Leg 2 – The lines are now drawn and our Targa STI is growing its claws

You really need to sleep as well as possible when tackling the six-day endurance race that is Targa Newfoundland, but that is easier said than done. As a driver, you must first let the adrenalin consume itself in your veins after the utter thrill that is the in-town stage at Gander at the end of Leg Two, run at dusk on Tuesday,

Then, you sign and hand out piles of hero cards, posters, baseball hats and the likes during the car show in the Gander arena, look for results, file claims or go hunting for parts to fix your car. The variations are limitless. If you are lucky, you finally get a normal meal and go to sleep before midnight with the alarm set for starting times as early as 7:30. This means up at around 5:30 for these early starters.

Then, you have crazies like fellow journalist + Targa competitor + Targa cofounder + dear friend Jim Kenzie and I who write blogs and such after all this. With his off-road adventure in last year’s Targa, Jim has promised to sleep more (read for yourself in his blog on the Wheels.ca site at http://thestar.blogs.com/kenzie) and co-driver Brian Bourbonniere told me last night that Jim, usually a night owl, was all tucked in at 11:00 and keeping his promised.

I am doing my best but finally turned the light off at about 1:30 this morning after catching up the day’s results, essential emails and downloading photos. At about 5:00, mouth parched, I get a glass of water and the brain kicks in. I have tried counting STIs and Evos taking the famous Camp Brûlé jump at the Baie-des-Chaleurs rally (including Pat Richard’s winning STI on only three tires this year), to no avail. I might as well get up.

The mind is obviously filled with Targa stuff; yesterday’s stages and today’s, the blogs and whether or not our official co-driver Keith Townsend will be able to start Leg Three today. When I finally got to bed, Keith and Stewart were going our for a test drive in the Targa STI to see if he could physically manage it with his cracked ribs.

Leg Two went well for Stewart and I in the Targa STI but we nonetheless ended the day with some penalties, but so did all other Targa competitors save one: 2006 overall winner Glen Clarke and co-driver Andy Proudfoot in the blue Porsche 911 Carrera Glen has built from the shell of a 1976 car he swears he bought on eBay for $300. Glen and Andy share this rare zero score after Leg Two, but Jud Buchanan and Jim Adams are only a second adrift in Jud’s thundering 1967 Acadian Canso. Third are German driver Michael Stoschek and American co-driver Philipp Spaeth in a 1965 Porsche 911 with only three seconds of penalties, followed in fourth by Steve Millen and Mike Monticello in the formidable 620-hp Nissan GT-R Steve has built for his first Targa Newfoundland with 6 seconds in penalties. In fifth place, double overall winners Roy Hopkins and Adrienne Hughes are in their usual strong position, with 8 seconds of penalties, in their multicoloured 1969 BMW 2002.
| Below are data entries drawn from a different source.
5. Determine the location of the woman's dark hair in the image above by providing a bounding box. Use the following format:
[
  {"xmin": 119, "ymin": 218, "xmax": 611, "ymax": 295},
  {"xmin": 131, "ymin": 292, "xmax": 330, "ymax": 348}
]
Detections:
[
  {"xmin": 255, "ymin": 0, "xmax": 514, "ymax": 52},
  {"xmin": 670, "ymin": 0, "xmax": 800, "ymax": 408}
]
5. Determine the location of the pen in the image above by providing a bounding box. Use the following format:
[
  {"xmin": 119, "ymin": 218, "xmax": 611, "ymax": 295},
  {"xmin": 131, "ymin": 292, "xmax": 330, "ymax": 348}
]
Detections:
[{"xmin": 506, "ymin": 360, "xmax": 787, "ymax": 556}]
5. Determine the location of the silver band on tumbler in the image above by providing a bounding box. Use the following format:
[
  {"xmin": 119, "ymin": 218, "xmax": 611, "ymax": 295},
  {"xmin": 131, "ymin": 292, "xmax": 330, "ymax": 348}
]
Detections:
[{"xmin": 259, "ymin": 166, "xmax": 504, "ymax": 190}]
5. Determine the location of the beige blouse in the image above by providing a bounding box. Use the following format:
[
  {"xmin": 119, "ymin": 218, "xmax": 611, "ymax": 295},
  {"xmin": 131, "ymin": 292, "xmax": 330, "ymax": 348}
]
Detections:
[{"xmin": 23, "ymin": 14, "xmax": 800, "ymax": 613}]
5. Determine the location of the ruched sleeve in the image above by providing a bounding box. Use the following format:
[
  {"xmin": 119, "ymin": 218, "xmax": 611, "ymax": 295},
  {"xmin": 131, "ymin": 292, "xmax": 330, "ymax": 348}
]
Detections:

Subaru Targa’s chief mechanic and co-driver Stewart Hoo and I are now 14th in the overall standings with 35 seconds of penalties. We strangely took four seconds in stage six and another 31 seconds in the tough Gander stage. I am responsible for about a dozen of these seconds after overshooting a turn but was otherwise thrilled with the handling and speed of the Targa STI with the tweaks and settings Stewart and I have come up with after experimenting in previous stages. I know that I can now drive the car hard, with confidence. The coming stages and days will be interesting.

I would be remiss not to mention that eight still carry a perfect score of zero in the Grand Touring competition, including Ferdinand and Christoph Trauttmansdorfff from Ottawa in their 1990 BMW 325i. Ferdinand was surprised that I remembered lending him a wheel so that he could compete in a race in his Honda Civic in 1988 at Sanair. He had broken two after running over the formerly-infamous Sanair curbs.

Gotta wrap this up now. Our Targa start time beckons for Leg Three.